Artist's impression of Planet Nine

Tom Ruen/ESO

In January 2016, a pair of astronomers published a paper that changed the direction of modern astronomy. The paper predicted the existence of another, huge planet lurking far beyond Neptune, in the most distant realms of our solar system.

The pair dubbed this mysterious planet Planet Nine. Some perceived this name as a snub to the planet Pluto, our old ‘ninth planet’, which one of these very astronomers had played a part in demoting to ‘dwarf planet’ status ten years previously. But aside from this, everyone was excited.

Since the publication of that paper, astronomers over the world have spent time searching both using telescopes and computational models for any sign of Planet Nine. Now, the most detailed prediction yet of Planet Nine’s orbit and influence on our solar system has been released.

Konstantin Batygin, a Caltech professor of planetary science and co-author of the original paper, decided it was time that paper got an update.

“There have been new detections of distant Kuiper belt objects since the publication of our original paper,” Batygin says. ”We now better understand how the expanded observational dataset shaped by the gravity of Planet Nine.”

Batygin and Alessandro Morbidelli, from the University of Côte d'Azur, developed an up to date computer simulation, which takes into account the latest observational data, in a new paper uploaded to the server arXiv.

The important result of this paper is that it defines the exact orbit and behaviour of Planet Nine, rather than the vague notion there is another planet lurking somewhere. This is defined by how it influences the orbits of other, smaller objects that exist beyond Neptune, called trans-Neptunian objects.
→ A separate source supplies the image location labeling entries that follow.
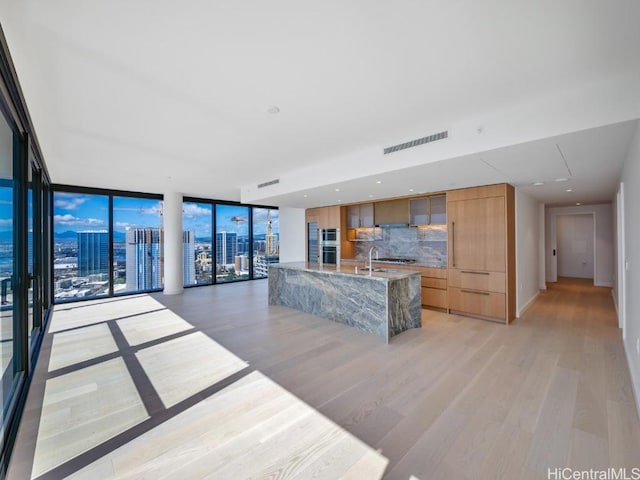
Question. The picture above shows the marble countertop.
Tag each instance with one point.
(353, 261)
(350, 270)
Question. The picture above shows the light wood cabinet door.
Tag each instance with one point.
(484, 304)
(477, 234)
(392, 211)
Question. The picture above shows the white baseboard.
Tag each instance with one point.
(526, 306)
(635, 378)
“Remember that over the last 170 years, there have been numerous authors that have proposed variants of trans-Neptunian planets,” Batygin says. “What separates each proposition is the data a given hypothesis aims to explain - in our case, the physical clustering of the distant orbits - and the dynamical mechanism through which the planet generates its observational signatures.”

The new paper describes this mechanism mathematically, Batygin says. “I’ve always tried to be explicit about the fact that what we are proposing is not just the existence of a planet. Rather, it is the existence of a planet that sculpts a specific orbital pattern through a rather distinct physical mechanism.”

The paper narrows down the hunt for the planet. “With our new understanding of how Planet Nine sculpts the observed patterns in the data, we have been able to zoom in on its true orbit further,” Batygin says.

The search is still on. At the end of last month Batygin and Mike Brown, co-author of the original paper and the man behind Pluto’s demise, spent five nights in Hawaii. They used the Mauna Kea Observatory, and were searching for signs of Planet Nine.

“We had a genuinely fantastic observational run with Mike,” Batygin says. “In total, we covered about ~20% of the sky that we need to cover and the weather was for the most part, in our favour.”

However, it may still be some time before this data is published. For now, we will have to wait and keep wondering.

“Frustratingly, we do not yet know if we found Planet Nine this time around. The data is still in the process of being processed and analysed, there is a lot of data. So nothing observational to share yet.”